Boarding school dramas have always fascinated me, especially those with all female casts. I’m thinking of films like Madchen in Uniform, Olivia, Cracks, A Little Princess and The House That Screamed. Although all very different from one another, these films offer glimpses into life before womanhood sets in and all the growing pains that come with this journey. Léa Pool’s The Passion of Augustine is no different.
Like so many before it, this film focuses its attention on an insular community of women encircled by the rigidity of religion, education, and societal expectation. Through this limited lens, audiences are forced to confront what it means to be a woman in this world, both at present and in the past, and consider how much has truly changed in the face of progress.
The Passion of Augustine follows the story of Mother Augustine (Celine Bonnier), the head of a rural Quebec convent school in the late 1960’s. Augustine, who is a talented pianist, prides herself on teaching her young charges to express their passions with music. But not everyone in her congregation sees eye-to-eye. Augustine’s reliance on music is frequently met with scoffs and complaints, but none of that stops her from charging forward. As secularization threatens to put her convent in jeopardy, Augustine uses music to unite the convent and combat inevitable change.

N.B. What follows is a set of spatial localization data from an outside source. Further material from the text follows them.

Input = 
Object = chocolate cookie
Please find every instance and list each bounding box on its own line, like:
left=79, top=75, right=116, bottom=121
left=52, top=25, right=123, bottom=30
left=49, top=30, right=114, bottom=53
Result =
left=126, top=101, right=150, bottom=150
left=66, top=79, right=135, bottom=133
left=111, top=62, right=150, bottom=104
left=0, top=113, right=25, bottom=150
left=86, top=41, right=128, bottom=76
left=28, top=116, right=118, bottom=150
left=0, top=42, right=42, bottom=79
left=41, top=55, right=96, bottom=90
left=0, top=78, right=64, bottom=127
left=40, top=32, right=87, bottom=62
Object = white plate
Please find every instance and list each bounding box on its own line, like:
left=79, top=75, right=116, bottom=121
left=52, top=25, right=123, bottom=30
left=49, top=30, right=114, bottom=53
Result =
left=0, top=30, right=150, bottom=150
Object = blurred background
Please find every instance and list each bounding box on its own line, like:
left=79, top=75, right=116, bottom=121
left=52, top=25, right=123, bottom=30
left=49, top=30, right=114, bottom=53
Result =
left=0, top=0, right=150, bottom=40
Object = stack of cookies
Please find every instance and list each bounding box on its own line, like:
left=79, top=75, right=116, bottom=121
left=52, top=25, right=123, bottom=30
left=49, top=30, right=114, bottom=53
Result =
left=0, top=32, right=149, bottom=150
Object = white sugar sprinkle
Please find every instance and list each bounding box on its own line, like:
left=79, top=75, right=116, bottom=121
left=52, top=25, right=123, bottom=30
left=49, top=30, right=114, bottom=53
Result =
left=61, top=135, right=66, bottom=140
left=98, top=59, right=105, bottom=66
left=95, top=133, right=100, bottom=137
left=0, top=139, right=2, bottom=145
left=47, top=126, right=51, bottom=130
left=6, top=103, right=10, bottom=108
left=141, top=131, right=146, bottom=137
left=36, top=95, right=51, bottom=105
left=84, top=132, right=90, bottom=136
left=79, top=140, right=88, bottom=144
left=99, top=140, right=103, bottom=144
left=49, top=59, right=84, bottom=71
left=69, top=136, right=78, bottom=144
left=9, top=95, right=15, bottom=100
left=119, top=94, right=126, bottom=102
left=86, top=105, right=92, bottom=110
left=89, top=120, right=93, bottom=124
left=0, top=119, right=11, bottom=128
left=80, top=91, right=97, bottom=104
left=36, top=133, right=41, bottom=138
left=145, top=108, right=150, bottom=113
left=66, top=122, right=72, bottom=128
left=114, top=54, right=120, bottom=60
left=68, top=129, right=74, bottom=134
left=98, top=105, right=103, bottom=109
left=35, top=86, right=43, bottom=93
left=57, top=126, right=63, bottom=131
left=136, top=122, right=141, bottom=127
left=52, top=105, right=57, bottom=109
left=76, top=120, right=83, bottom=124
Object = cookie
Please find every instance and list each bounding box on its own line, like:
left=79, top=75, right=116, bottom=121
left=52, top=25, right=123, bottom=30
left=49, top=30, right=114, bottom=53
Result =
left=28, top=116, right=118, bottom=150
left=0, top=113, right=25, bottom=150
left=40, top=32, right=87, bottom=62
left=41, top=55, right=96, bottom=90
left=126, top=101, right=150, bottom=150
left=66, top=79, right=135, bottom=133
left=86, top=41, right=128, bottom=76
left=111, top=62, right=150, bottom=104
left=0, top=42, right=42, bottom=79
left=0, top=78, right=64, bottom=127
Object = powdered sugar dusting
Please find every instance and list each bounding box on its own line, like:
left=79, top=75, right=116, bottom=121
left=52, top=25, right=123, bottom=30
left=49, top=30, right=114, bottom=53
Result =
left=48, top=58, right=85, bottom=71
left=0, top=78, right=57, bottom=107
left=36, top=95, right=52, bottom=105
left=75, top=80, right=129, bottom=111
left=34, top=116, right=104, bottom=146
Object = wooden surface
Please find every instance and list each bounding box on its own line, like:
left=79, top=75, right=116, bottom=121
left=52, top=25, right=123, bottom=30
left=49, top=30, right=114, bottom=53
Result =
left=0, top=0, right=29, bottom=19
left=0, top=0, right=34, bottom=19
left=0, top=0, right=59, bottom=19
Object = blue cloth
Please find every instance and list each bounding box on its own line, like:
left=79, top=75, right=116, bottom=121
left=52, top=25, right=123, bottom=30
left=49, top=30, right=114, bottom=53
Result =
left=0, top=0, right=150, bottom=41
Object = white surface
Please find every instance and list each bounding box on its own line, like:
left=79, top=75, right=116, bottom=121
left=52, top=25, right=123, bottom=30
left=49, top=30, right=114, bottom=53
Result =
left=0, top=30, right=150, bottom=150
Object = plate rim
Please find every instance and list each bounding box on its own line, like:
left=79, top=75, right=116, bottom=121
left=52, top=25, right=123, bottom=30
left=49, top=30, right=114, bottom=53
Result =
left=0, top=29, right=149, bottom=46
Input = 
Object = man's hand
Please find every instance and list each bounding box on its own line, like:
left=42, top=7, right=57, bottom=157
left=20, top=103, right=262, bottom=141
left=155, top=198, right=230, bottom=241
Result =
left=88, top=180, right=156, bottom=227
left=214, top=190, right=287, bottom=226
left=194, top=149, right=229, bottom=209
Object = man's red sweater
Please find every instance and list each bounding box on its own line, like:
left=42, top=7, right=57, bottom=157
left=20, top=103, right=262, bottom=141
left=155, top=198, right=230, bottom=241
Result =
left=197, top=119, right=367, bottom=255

Religion vs. Money and Secularization
Unfortunately for Augustine, her passion for music education is far too expensive for her congregation to maintain and no one is particularly happy about it. It’s the sixties, after all. In the era of sex, drugs, and rock-and-roll, who needs classical training anyway?
While this seems like a simple enough problem to fix, the film puts into perspective the life-altering question of that era: Are Catholic ideals worth upholding or should everyone just “get with the times”? It’s this question that drives the film forward and prompts each character to contemplate how they’ll navigate the new and changing world outside the convent.
Nuns Can Put Up a Fight, Too
One of the film’s many strengths is that it presents Augustine, her fellow nuns, and her young students as tenacious and always ready to take a stand. No matter the obstacle in their way, they speak up for what’s right, what’s important to them, and that which benefits their entire community.
As a viewer and as someone who relishes in women’s stories on screen, the persistence of these characters moved me and made me truly root for them. I was delighted to see the cast of characters in this film presented as complex and incredibly human. We understand them to be women of great emotional strength and resolve; we also understand that, although they wear habits—or in the students’ cases, uniforms—they are just like you and I. Never are they reduced to tropes or cliches, nor are they dehumanized or simplified in any way.
Overall, I truly enjoyed the deep dive into what makes a convent school like this one so crucial for these girls and for the nuns who make everything happen behind the scenes.
On Loss and Identity
For me, the biggest takeaway from the film is that, in the face of loss (in this case, the convent and religious ideals), one’s identity can never truly be taken away from them. Although everyone at Augustine’s school is torn between the religious and secular worlds, each character is true to who they are.
Augustine always remains driven, compassionate, and kind-hearted even when the world she’s known for so long demands that she change. And Augustine’s students, particularly her niece Alice (Lisandre Menard), constantly fight against their worldly urges to retain their sense of innocence. Each time they confront difficult situations, they’re brought back into the religious fold by Augustine who is determined to keep them from the kinds of mishaps and mistakes she fell victim to as a young girl.
In Sister Lise (Diane Lavallee), we see the other side of the coin. She’s entered religious life to free herself from societal pressures. With secularization now lurking in every corner, she’s being asked to relinquish the order, identity, and ideals she’s grown so accustomed to. In the end, despite shedding her habit for more secular clothing, she never stops being the person she understands herself to be—which tells us that our identities are ingrained in us; they aren’t chosen paths. It’s a reaffirming message to us all that we are who we are no matter the changes our world is facing. No one person or circumstance can take that away from us.
The Passion of Augustine: Conclusion
At its core, The Passion of Augustine is so much more than a film about religion, nuns, or Catholic school. It shows us what it means to stand up for what you love, and challenges archaic and often false perceptions of religious institutions. The film allows us to understand Augustine’s world through her eyes. We see firsthand how music soothes the soul and why you should never underestimate a passionate group of women on a mission.
The Passion of Augustine is now available on VOD.